DE SAINT PREUX À MILORD EDOUARD.


Il y a trois jours que j’essaye chaque soir de vous écrire. Mais, après une journée laborieuse, le sommeil me gagne en rentrant : le matin, des le point du jour, il faut retourner à l’ouvrage. Une ivresse plus douce que celle du vin me jette au fond de l’âme un trouble délicieux & je ne puis dérober un moment à des plaisirs devenus tout nouveaux pour moi.

Je ne conçois pas quel séjour pourroit me déplaire avec la société que je trouve dans celui-ci. Mais savez-vous en quoi Clarens me plaît pour lui-même ? C’est que je m’y sens vraiment à la campagne & que c’est presque la premiere fois que j’en ai pu dire autant.

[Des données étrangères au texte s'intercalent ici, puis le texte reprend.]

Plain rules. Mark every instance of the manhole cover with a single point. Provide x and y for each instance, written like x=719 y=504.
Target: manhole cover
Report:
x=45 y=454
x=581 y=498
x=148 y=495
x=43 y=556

Les gens de ville ne savent point aimer la campagne ; ils ne savent pas même y être : à peine, quand ils y sont, savent-ils ce qu’on y fait. Ils en dédaignent les travaux, les plaisirs ; ils les ignorent : ils sont chez eux comme en pays étranger ; je ne m’étonne pas qu’ils s’y déplaisent. Il faut être villageois au village, ou n’y point aller ; car qu’y va-t-on faire ? Les habitans de Paris qui croient aller à la campagne n’y vont point : ils portent Paris avec eux. Les chanteurs, les beaux esprits, les auteurs, les parasites, sont le cortege qui les suit. Le jeu, la musique, la comédie y sont leur seule occupation [1].

  1. Il y faut ajouter la chasse. Encore la font-ils si commodément qu’ils n’en ont pas la motié de la fatigue ni du plaisir. Mais je n’entame point ici cet article de la chasse, il fournit trop pour être traité dans une note. J’aurai peut-être occasion d’en parler ailleurs.